ModernBERT How to run pre-training?

Thank you for the great work! I have a question regarding pre-training. Could you please clarify which YAML configuration file should be used to achieve a similar pre-training setup as ModernBert, but for a different language? I noticed that in the yamls folder, there doesn’t seem to be a specific file for this purpose. The only related script I found is generate_eval_config.py, which, if I understand correctly, generates a YAML configuration using ModernBert’s training params. Is my understanding correct, or am I missing something?

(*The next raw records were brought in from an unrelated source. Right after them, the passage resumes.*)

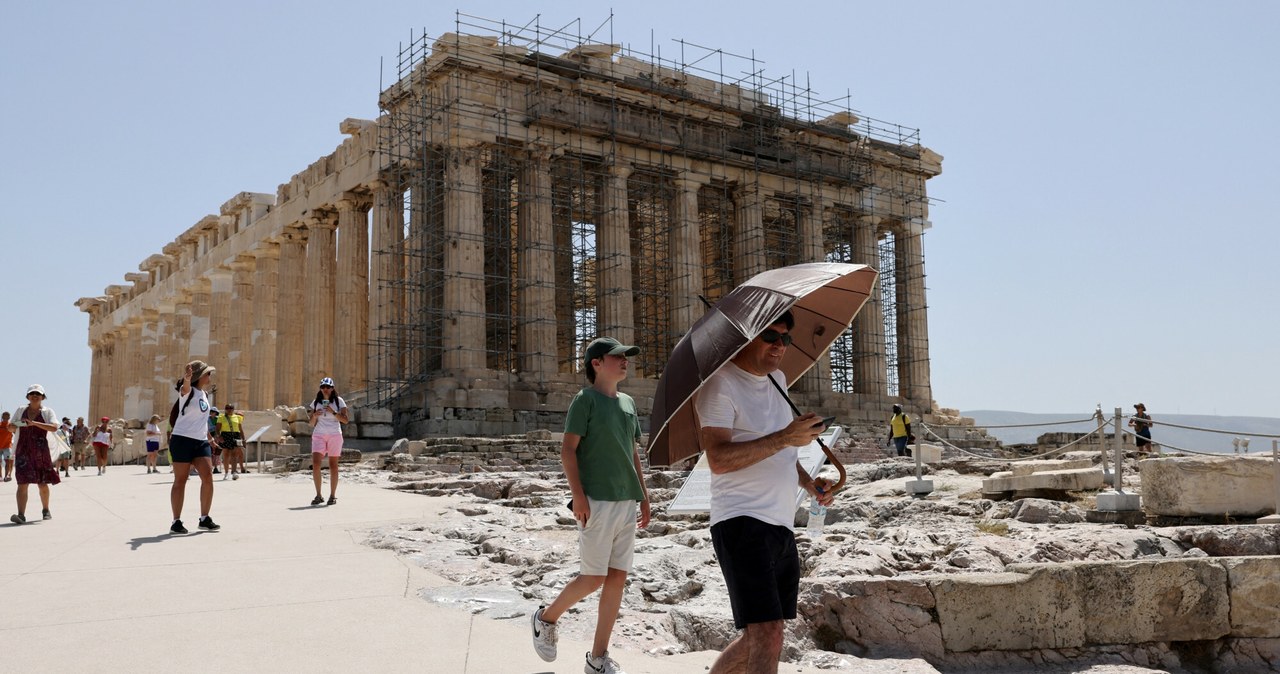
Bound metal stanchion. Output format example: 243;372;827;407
1258;440;1280;524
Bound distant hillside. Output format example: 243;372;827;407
961;409;1280;454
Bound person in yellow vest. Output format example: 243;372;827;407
218;403;244;480
888;405;915;457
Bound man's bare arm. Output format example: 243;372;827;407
699;412;824;474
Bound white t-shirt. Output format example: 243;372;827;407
173;386;209;441
307;395;347;435
695;363;800;528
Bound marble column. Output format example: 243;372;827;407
99;332;119;421
668;171;707;340
733;183;764;284
369;180;404;391
333;193;370;391
895;219;933;409
188;278;216;365
223;255;260;409
155;297;177;416
275;229;308;405
442;147;486;371
599;164;635;348
796;200;831;404
246;242;280;409
516;150;558;382
133;307;164;422
300;216;338;390
854;215;893;396
206;267;236;407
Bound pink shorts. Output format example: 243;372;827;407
311;434;342;457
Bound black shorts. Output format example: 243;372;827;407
712;515;800;629
169;435;214;463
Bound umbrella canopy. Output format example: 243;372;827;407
649;262;877;473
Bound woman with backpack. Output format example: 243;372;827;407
169;361;221;533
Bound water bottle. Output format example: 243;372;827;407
805;496;827;540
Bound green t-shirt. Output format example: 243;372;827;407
564;388;644;501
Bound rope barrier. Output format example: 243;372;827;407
1120;428;1239;457
920;417;1093;428
920;419;1110;463
1147;421;1280;439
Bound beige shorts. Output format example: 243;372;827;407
577;496;636;576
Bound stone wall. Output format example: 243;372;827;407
800;556;1280;662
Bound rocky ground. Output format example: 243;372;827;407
275;445;1266;674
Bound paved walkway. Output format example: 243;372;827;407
0;466;817;674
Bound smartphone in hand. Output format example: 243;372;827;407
813;417;836;428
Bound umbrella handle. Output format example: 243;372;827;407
818;437;847;494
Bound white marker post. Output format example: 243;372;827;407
1258;440;1280;524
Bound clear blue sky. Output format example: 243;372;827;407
0;0;1280;417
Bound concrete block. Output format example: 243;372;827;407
1217;556;1280;638
1138;455;1276;517
982;467;1102;494
1098;491;1142;513
356;407;393;423
1011;459;1093;477
906;480;933;496
360;423;396;439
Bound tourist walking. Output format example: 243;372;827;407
9;384;61;524
72;417;90;471
0;412;14;482
888;405;915;457
146;414;160;474
54;417;72;477
209;405;223;474
696;312;832;674
169;361;221;533
1129;403;1155;454
531;338;649;674
93;417;111;474
218;403;244;480
307;377;348;505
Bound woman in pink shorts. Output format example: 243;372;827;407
307;377;347;505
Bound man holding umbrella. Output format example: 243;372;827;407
696;311;832;674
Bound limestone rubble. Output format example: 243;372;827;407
307;444;1280;673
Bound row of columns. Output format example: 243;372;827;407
91;147;929;418
82;194;370;419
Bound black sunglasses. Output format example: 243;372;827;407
760;330;795;347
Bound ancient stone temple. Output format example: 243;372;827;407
77;17;942;447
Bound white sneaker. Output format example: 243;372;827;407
529;606;556;662
582;651;627;674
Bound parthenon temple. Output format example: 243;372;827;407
77;19;942;445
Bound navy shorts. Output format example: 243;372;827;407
712;515;800;629
169;435;214;463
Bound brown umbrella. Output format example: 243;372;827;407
649;262;877;489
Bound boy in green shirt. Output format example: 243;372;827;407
531;338;649;674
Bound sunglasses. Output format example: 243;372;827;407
760;330;795;347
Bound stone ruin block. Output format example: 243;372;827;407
360;423;396;440
1138;455;1276;517
355;407;394;423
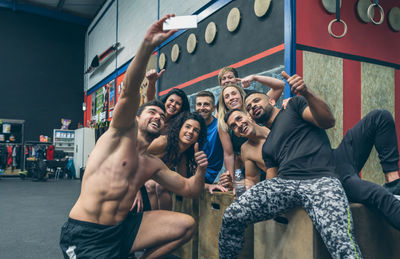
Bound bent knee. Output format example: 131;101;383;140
367;109;394;122
155;184;168;194
179;214;196;240
222;207;238;227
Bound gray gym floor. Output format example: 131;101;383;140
0;177;81;259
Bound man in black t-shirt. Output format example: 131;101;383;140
219;72;362;258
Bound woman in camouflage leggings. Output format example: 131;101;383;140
219;177;362;259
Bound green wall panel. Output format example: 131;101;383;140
361;63;394;184
303;51;343;148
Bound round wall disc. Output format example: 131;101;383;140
186;33;197;54
158;53;167;69
171;44;180;62
388;6;400;31
204;22;217;44
254;0;271;17
357;0;372;23
226;7;240;32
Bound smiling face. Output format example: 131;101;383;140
138;106;165;137
245;93;274;125
221;71;236;86
222;86;243;110
196;96;215;122
179;119;200;146
227;111;254;138
165;94;182;117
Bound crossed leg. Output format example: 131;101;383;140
130;210;196;258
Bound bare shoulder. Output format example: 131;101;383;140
140;152;168;175
240;141;252;160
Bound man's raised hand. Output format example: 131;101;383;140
144;14;177;47
281;71;308;96
146;69;165;82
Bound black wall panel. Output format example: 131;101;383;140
0;8;86;141
159;0;284;94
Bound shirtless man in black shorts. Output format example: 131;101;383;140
228;109;400;230
60;15;207;258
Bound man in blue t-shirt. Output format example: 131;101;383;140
219;72;362;259
195;91;228;193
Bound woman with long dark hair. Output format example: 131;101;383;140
146;69;190;135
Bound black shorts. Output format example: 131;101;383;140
60;212;143;259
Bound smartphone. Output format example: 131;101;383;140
163;15;197;31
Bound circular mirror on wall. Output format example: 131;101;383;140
226;7;240;32
186;33;197;54
158;53;167;69
171;44;180;62
204;22;217;44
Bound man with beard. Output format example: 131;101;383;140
228;109;400;230
195;91;226;192
60;15;207;258
219;72;362;258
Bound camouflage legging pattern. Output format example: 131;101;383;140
219;177;362;259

Dec 23 '24 10:12 BlessedTatonka

Was wondering about this, too!

Dec 25 '24 12:12 yzimmermann

same question

Dec 26 '24 02:12 chaofan520

same question. Are there any examples provided?

Jan 08 '25 05:01 GithubX-F

Hello, Sorry for the delayed response. We plan to write proper guides to run the pretraining in the next days, we have been a bit short on time lately. In the mean time, I have dropped the configs for the first step of pretraining (warmup+stable phases) here if you want to give it a shot before we clean up everything. The ones for context extension and decay will be added shortly.

Note that the data path should point to data folder in the MDS format, you have and example with the C4 dataset here. Also note that, to use streaming: True, you might need to decompress the data using this script. Disabling streaming makes pretraining faster and solves an issue with uneven GPUs memory allocation (see #85).

Again, sorry for the delay and hopefully we'll have better documentation soon.

Jan 09 '25 09:01 NohTow

@NohTow Hi there! Any update on a proper step-by-step guide for pretraining?

Feb 04 '25 13:02 BramVanroy

Hello,

Until we update the readmes and merge the configs, the above comment is the closest thing to a step-by-step guide. I agree that this is not optimal for now, and I again apologies for the delay, but could you specify what information are you lacking w.r.t the comment so we can add it to the readme? Thanks!

Edit: actually, I forgot but #183 that adds a bit of documentation to the main readme has been merged, so besides merging the configs, is there anything you are missing?

Feb 04 '25 14:02 NohTow

Hi @NohTow, following your guide, I am encountering an issue in pre-training. Could you help with #199 ?

Feb 13 '25 09:02 ebrarkiziloglu